Macro-averaging treats all classes equally, while micro-averaging gives more weight to larger classes. Choose based on whether you care more about overall performance or per-class performance.

Interpreting Results and Best Practices

AUC-ROC interpretation follows these general guidelines:

0.90-1.00: Excellent discrimination
0.80-0.90: Good discrimination
0.70-0.80: Fair discrimination
0.60-0.70: Poor discrimination
0.50-0.60: Failure (barely better than random)

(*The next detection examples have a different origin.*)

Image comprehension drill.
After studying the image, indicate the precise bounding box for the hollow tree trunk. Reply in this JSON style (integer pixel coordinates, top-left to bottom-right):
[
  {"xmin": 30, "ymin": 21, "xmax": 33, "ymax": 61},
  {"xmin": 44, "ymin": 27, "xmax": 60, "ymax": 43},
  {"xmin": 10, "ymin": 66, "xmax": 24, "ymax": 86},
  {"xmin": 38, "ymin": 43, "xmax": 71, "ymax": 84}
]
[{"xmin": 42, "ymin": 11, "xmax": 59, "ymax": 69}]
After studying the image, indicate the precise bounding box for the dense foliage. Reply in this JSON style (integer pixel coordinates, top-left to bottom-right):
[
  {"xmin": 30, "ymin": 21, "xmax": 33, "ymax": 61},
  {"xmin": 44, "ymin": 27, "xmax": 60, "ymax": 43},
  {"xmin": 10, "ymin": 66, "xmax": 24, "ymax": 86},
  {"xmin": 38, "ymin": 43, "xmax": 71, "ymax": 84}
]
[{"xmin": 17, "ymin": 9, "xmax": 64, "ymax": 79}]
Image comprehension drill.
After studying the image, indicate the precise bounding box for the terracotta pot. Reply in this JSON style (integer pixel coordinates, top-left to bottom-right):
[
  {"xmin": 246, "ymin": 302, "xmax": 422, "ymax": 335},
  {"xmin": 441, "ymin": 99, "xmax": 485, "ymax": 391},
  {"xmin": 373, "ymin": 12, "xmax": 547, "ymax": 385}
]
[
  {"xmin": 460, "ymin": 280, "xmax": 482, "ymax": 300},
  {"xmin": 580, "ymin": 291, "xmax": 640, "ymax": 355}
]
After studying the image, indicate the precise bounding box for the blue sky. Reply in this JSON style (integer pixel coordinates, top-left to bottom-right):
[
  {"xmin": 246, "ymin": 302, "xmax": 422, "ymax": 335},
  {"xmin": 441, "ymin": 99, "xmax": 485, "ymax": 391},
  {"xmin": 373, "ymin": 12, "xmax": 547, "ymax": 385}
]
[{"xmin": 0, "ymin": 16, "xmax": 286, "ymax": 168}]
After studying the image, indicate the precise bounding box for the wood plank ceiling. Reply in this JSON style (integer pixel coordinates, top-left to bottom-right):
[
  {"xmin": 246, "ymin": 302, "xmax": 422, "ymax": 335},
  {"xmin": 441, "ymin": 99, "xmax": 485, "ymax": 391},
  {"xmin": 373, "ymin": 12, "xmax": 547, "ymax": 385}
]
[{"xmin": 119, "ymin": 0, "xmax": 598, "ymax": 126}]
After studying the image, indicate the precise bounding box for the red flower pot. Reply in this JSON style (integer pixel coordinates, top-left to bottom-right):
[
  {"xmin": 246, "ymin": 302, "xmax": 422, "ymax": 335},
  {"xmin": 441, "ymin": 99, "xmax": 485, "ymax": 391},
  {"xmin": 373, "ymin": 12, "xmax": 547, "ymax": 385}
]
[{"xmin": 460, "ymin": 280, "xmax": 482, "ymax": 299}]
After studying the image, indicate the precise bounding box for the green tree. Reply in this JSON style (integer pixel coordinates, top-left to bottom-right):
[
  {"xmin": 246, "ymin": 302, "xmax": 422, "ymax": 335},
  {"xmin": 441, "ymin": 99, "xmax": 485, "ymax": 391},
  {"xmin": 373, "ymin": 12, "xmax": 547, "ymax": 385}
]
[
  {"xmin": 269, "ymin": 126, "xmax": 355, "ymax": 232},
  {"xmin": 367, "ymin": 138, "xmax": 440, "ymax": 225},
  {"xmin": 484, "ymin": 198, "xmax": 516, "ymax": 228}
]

However, these thresholds aren’t universal. In medical diagnostics, you might need AUC > 0.95, while in marketing applications, 0.75 might be acceptable.

For imbalanced datasets, compare AUC-ROC with precision-recall curves:

from sklearn.metrics import precision_recall_curve, average_precision_score
from sklearn.datasets import make_classification

# Create imbalanced dataset
X, y = make_classification(n_samples=1000, n_classes=2, weights=[0.9, 0.1],
                          n_features=20, random_state=42)

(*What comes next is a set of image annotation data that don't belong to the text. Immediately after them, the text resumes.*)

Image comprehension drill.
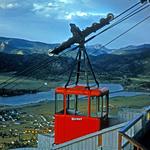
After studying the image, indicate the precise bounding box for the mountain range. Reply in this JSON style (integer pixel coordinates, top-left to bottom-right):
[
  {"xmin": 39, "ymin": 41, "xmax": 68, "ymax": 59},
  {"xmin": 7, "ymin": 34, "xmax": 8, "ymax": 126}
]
[
  {"xmin": 0, "ymin": 37, "xmax": 150, "ymax": 56},
  {"xmin": 0, "ymin": 37, "xmax": 150, "ymax": 79}
]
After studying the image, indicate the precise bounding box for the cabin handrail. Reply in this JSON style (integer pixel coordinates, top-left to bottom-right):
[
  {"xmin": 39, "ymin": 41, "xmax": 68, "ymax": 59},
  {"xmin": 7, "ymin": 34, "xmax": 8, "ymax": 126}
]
[
  {"xmin": 119, "ymin": 132, "xmax": 147, "ymax": 150},
  {"xmin": 118, "ymin": 106, "xmax": 150, "ymax": 150},
  {"xmin": 53, "ymin": 122, "xmax": 127, "ymax": 150},
  {"xmin": 120, "ymin": 114, "xmax": 144, "ymax": 133}
]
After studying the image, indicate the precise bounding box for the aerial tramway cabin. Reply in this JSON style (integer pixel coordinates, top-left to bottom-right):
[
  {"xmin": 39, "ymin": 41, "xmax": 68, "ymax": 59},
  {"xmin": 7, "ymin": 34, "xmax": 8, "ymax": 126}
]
[
  {"xmin": 55, "ymin": 86, "xmax": 109, "ymax": 144},
  {"xmin": 52, "ymin": 11, "xmax": 113, "ymax": 144}
]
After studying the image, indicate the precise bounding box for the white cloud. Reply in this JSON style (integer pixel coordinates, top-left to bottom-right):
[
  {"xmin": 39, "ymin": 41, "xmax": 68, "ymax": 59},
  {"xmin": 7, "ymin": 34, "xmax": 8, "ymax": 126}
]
[
  {"xmin": 64, "ymin": 11, "xmax": 88, "ymax": 20},
  {"xmin": 57, "ymin": 0, "xmax": 74, "ymax": 4},
  {"xmin": 32, "ymin": 0, "xmax": 109, "ymax": 20},
  {"xmin": 64, "ymin": 11, "xmax": 107, "ymax": 20},
  {"xmin": 0, "ymin": 2, "xmax": 19, "ymax": 9}
]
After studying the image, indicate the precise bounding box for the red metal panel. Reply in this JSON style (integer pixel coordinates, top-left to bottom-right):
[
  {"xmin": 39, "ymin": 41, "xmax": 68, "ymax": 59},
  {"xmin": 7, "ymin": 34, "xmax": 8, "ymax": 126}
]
[
  {"xmin": 55, "ymin": 114, "xmax": 101, "ymax": 144},
  {"xmin": 55, "ymin": 86, "xmax": 109, "ymax": 96}
]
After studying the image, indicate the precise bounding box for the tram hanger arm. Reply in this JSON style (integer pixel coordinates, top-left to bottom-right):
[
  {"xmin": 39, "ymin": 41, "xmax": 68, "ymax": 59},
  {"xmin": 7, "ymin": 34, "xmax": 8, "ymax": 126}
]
[{"xmin": 49, "ymin": 14, "xmax": 114, "ymax": 55}]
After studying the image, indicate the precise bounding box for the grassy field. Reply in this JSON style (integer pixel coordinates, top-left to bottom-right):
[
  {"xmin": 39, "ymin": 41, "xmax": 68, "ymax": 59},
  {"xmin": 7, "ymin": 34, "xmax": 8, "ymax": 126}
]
[{"xmin": 0, "ymin": 75, "xmax": 62, "ymax": 91}]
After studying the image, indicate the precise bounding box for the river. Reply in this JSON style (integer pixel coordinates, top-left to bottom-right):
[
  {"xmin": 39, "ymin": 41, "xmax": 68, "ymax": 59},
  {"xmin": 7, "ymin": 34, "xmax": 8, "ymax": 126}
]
[{"xmin": 0, "ymin": 84, "xmax": 150, "ymax": 105}]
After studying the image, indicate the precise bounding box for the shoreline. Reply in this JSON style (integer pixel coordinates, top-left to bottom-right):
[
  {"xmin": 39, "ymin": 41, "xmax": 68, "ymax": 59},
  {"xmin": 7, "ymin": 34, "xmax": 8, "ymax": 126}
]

X_train, X_test, y_train, y_test = train_test_split(X, y, test_size=0.3)

# Train model
model = LogisticRegression()
model.fit(X_train, y_train)
y_scores = model.predict_proba(X_test)[:, 1]

# Calculate both metrics
roc_auc = roc_auc_score(y_test, y_scores)
avg_precision = average_precision_score(y_test, y_scores)

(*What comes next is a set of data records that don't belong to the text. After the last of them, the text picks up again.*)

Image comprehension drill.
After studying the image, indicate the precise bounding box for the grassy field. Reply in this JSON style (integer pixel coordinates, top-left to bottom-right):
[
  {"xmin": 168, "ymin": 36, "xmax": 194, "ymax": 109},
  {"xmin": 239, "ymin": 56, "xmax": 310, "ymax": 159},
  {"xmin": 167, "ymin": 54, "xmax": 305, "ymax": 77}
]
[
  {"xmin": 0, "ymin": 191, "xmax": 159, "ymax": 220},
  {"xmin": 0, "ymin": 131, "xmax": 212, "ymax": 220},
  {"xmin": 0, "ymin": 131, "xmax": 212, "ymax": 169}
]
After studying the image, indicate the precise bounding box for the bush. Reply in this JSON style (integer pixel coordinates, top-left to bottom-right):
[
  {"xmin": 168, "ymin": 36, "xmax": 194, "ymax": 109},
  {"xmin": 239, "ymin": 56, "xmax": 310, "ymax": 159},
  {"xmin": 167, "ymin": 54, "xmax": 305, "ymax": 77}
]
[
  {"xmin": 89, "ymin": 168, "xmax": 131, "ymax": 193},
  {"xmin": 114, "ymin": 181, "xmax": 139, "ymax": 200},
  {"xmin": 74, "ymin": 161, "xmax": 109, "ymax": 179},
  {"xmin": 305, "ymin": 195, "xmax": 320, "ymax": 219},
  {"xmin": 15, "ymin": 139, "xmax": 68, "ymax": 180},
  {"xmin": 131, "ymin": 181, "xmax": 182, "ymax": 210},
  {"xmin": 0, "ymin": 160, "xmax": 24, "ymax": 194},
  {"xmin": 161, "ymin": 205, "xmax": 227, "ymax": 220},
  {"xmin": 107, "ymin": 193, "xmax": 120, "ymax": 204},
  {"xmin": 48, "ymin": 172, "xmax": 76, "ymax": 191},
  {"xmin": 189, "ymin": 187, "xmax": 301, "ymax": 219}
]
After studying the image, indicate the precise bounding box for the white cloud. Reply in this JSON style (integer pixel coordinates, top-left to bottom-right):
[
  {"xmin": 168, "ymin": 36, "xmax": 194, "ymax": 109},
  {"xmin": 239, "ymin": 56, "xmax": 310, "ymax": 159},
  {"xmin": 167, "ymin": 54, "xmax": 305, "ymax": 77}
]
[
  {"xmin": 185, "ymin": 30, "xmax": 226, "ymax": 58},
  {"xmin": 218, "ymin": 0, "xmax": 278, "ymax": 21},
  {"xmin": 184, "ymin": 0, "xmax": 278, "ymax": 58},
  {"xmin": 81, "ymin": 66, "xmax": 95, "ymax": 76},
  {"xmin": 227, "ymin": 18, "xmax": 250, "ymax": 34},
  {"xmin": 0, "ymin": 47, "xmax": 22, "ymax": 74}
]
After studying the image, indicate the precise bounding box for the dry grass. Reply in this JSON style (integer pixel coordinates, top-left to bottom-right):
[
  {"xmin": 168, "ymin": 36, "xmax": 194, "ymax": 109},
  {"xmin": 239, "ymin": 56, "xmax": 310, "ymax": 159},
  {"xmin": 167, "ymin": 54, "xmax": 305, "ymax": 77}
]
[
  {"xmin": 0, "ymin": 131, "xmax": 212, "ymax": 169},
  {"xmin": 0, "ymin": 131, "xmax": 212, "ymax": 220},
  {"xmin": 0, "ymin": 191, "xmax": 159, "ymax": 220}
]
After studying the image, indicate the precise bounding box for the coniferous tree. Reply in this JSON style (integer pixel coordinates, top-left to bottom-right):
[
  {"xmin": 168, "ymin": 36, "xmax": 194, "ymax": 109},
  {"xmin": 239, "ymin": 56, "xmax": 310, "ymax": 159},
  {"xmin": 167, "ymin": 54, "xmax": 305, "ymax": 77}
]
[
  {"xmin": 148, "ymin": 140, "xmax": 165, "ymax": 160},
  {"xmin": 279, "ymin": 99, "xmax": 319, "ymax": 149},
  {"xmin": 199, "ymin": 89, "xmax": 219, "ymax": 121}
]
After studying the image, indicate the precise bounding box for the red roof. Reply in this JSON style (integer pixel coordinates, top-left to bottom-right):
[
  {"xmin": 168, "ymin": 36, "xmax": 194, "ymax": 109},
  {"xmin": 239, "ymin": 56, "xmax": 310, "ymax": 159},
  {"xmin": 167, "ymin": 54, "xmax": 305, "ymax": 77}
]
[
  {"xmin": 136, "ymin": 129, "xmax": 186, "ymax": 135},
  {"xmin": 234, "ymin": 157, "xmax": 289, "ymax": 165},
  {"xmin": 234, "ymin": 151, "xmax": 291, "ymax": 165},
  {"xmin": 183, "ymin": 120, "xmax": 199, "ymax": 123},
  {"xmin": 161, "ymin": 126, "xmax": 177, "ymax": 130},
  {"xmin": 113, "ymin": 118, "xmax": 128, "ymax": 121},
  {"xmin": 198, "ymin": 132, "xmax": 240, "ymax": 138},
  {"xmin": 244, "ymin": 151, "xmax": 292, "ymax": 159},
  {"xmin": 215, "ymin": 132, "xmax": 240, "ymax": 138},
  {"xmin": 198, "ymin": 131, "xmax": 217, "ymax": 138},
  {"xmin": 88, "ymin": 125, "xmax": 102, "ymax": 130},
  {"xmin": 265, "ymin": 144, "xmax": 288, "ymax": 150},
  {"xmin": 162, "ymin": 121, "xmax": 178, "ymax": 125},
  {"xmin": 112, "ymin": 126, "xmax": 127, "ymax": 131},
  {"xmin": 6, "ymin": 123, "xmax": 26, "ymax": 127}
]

print(f"ROC-AUC: {roc_auc:.4f}")
print(f"Average Precision: {avg_precision:.4f}")

# Plot both curves
fig, (ax1, ax2) = plt.subplots(1, 2, figsize=(12, 5))

# ROC Curve
fpr, tpr, _ = roc_curve(y_test, y_scores)
ax1.plot(fpr, tpr, label=f'AUC = {roc_auc:.3f}')
ax1.plot([0, 1], [0, 1], 'k--')
ax1.set_xlabel('False Positive Rate')
ax1.set_ylabel('True Positive Rate')
ax1.set_title('ROC Curve (Imbalanced Data)')
ax1.legend()
ax1.grid(alpha=0.3)

# Precision-Recall Curve
precision, recall, _ = precision_recall_curve(y_test, y_scores)
ax2.plot(recall, precision, label=f'AP = {avg_precision:.3f}')
ax2.set_xlabel('Recall')
ax2.set_ylabel('Precision')
ax2.set_title('Precision-Recall Curve (Imbalanced Data)')
ax2.legend()
ax2.grid(alpha=0.3)

plt.tight_layout()
plt.show()

On imbalanced datasets, ROC-AUC can appear deceptively high because the large number of true negatives inflates the metric. Precision-recall curves focus on the positive class and provide a more realistic assessment.

Common pitfalls to avoid:

Using predictions instead of probabilities: Always use predict_proba(), not predict()
Ignoring class imbalance: Supplement with precision-recall analysis
Comparing AUC across different datasets: AUC is dataset-dependent
Treating AUC as the only metric: Combine with confusion matrices and domain-specific metrics

AUC-ROC remains a powerful tool for model evaluation, but use it as part of a comprehensive evaluation strategy, not as your sole decision criterion.